Variable selection and the F-test
Goals
- Derive tests for multiple coefficients at once under normality
- The F-test and F-distribution
- As a special case test whether a group of variables should be included in the model
- Review \(R^2\), discuss its limitations, and how the F-test approximately corrects them
Testing multiple coefficients at once
So far we have devised tests for one coefficient at a time — or, more precisely, for one linear combination of test statistics at a time. We derived tests under normality, and asserted that they made sense under homoskedasticity for large \(N\).
Suppose we want to test multiple coefficients at a time. A particular use case we will work up to is asking whether our regression did anything at all. In particular, we might ask whether the fit \(\hat{y}= \boldsymbol{X}\hat{\boldsymbol{\beta}}\) is any better than the fit \(\hat{y}= 0\) that did not run a regression at all.
The F-test
Formally, we’ll be testing the null hypothesis that
\[ \textrm{Null hypothesis }H_0: \boldsymbol{A}{\boldsymbol{\beta}^{*}}= \boldsymbol{a} \]
where \(A\) is a \(Q \times P\) matrix, and \(c\) is a \(Q\)–vector. As a special case, we will test our “do nothing” hypothesis by taking \(\boldsymbol{A}= \boldsymbol{I}\) and \(\boldsymbol{a}=\boldsymbol{0}\).
Our trick will be the same as always: transform into known distributions. Specifically, under \(H_0\) and the normal assumptions, one can check that
\[ \zeta := %\zv^\trans \zv = \sigma^{-2} \left(\boldsymbol{A}\hat{\boldsymbol{\beta}}- \boldsymbol{a}\right)^\intercal\left(\boldsymbol{A}(\boldsymbol{X}^\intercal\boldsymbol{X})^{-1} \boldsymbol{A}^\intercal\right)^{-1} \left(\boldsymbol{A}\hat{\boldsymbol{\beta}}- \boldsymbol{a}\right) \sim \mathcal{\chi}^2_{Q}. \] Note that \(\zeta\) is a single number that summarizes the evidence against a vector-valued hypothesis \(\boldsymbol{A}{\boldsymbol{\beta}^{*}}= \boldsymbol{a}\).

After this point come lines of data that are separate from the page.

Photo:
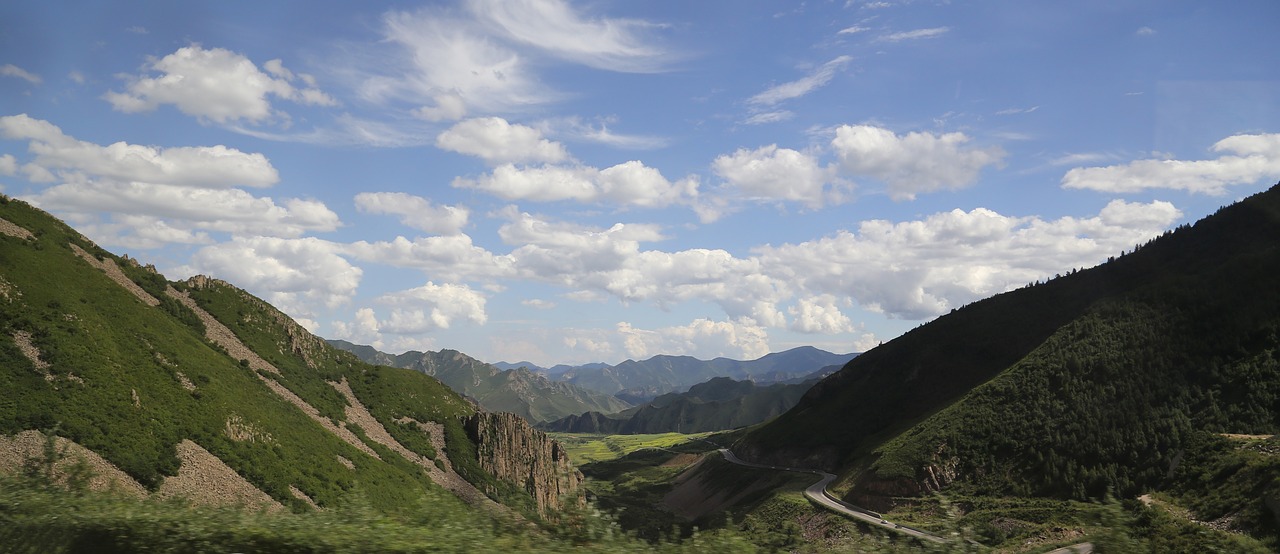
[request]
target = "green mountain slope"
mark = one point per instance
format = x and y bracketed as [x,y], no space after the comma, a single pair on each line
[717,404]
[520,390]
[137,370]
[1091,383]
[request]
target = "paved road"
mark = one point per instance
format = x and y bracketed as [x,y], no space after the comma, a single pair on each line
[1083,548]
[818,494]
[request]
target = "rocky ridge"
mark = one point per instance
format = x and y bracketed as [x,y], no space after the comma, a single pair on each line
[515,452]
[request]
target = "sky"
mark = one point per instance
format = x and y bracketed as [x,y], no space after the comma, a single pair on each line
[565,182]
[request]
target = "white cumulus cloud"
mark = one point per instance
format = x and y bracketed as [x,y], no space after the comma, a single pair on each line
[1243,159]
[291,274]
[214,85]
[913,163]
[771,173]
[415,211]
[499,142]
[625,184]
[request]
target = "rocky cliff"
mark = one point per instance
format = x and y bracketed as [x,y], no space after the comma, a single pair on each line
[515,452]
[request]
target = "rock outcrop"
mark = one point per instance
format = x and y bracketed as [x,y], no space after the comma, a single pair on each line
[515,452]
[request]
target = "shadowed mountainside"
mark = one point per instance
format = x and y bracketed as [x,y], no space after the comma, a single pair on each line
[1093,381]
[163,378]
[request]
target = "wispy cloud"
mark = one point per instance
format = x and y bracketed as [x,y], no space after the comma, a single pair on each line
[768,117]
[13,71]
[913,35]
[803,86]
[1016,110]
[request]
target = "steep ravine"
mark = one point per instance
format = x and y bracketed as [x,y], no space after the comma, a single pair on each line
[515,452]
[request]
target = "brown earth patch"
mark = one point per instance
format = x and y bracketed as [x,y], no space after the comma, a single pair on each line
[13,229]
[117,275]
[205,480]
[681,459]
[31,352]
[298,494]
[447,477]
[16,449]
[222,335]
[242,431]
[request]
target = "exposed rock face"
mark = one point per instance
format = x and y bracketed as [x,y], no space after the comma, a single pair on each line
[515,452]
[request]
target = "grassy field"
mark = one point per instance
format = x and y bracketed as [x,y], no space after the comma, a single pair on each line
[584,449]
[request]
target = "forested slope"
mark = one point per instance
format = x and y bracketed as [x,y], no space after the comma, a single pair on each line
[114,357]
[1095,381]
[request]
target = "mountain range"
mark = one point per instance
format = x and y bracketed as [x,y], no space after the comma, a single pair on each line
[1101,381]
[638,381]
[717,404]
[199,389]
[517,390]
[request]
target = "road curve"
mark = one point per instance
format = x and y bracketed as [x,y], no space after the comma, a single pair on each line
[818,494]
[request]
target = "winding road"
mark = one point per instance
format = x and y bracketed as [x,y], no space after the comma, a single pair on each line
[818,494]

Note that this expression is like a “modified” notion of the norm of \(\boldsymbol{A}\hat{\boldsymbol{\beta}}- \boldsymbol{a}\), scaled by the inverse of the covariance of \(\boldsymbol{A}\hat{\boldsymbol{\beta}}- \boldsymbol{a}\). Intuitively, if \(\zeta\) is large, it’s evidence against \(H_0\). However, we still don’t know \(\sigma^2\). So we can do our usual trick of normalizing by \(\hat{\sigma}^2\), which is independent of \(\zeta\) under normality, giving our final computable statistic:
\[ \phi := \frac{1}{Q} \frac{\left(\boldsymbol{A}\hat{\boldsymbol{\beta}}- \boldsymbol{a}\right)^\intercal\left(\boldsymbol{A}(\boldsymbol{X}^\intercal\boldsymbol{X})^{-1} \boldsymbol{A}^\intercal\right)^{-1} \left(\boldsymbol{A}\hat{\boldsymbol{\beta}}- \boldsymbol{a}\right)}{\hat{\sigma}^2} = \frac{s_1 / Q}{s_2 / (N-P)} \sim \mathrm{FDist}_{Q,N-P}. \]
where \(s_1\) and \(s_2\) are independent chi–squared statistics. This quantity is called an “F-statistic” and its distribution is known as the “F-distribution,” and its quantiles (and other properties) are computable in R using qf (etc).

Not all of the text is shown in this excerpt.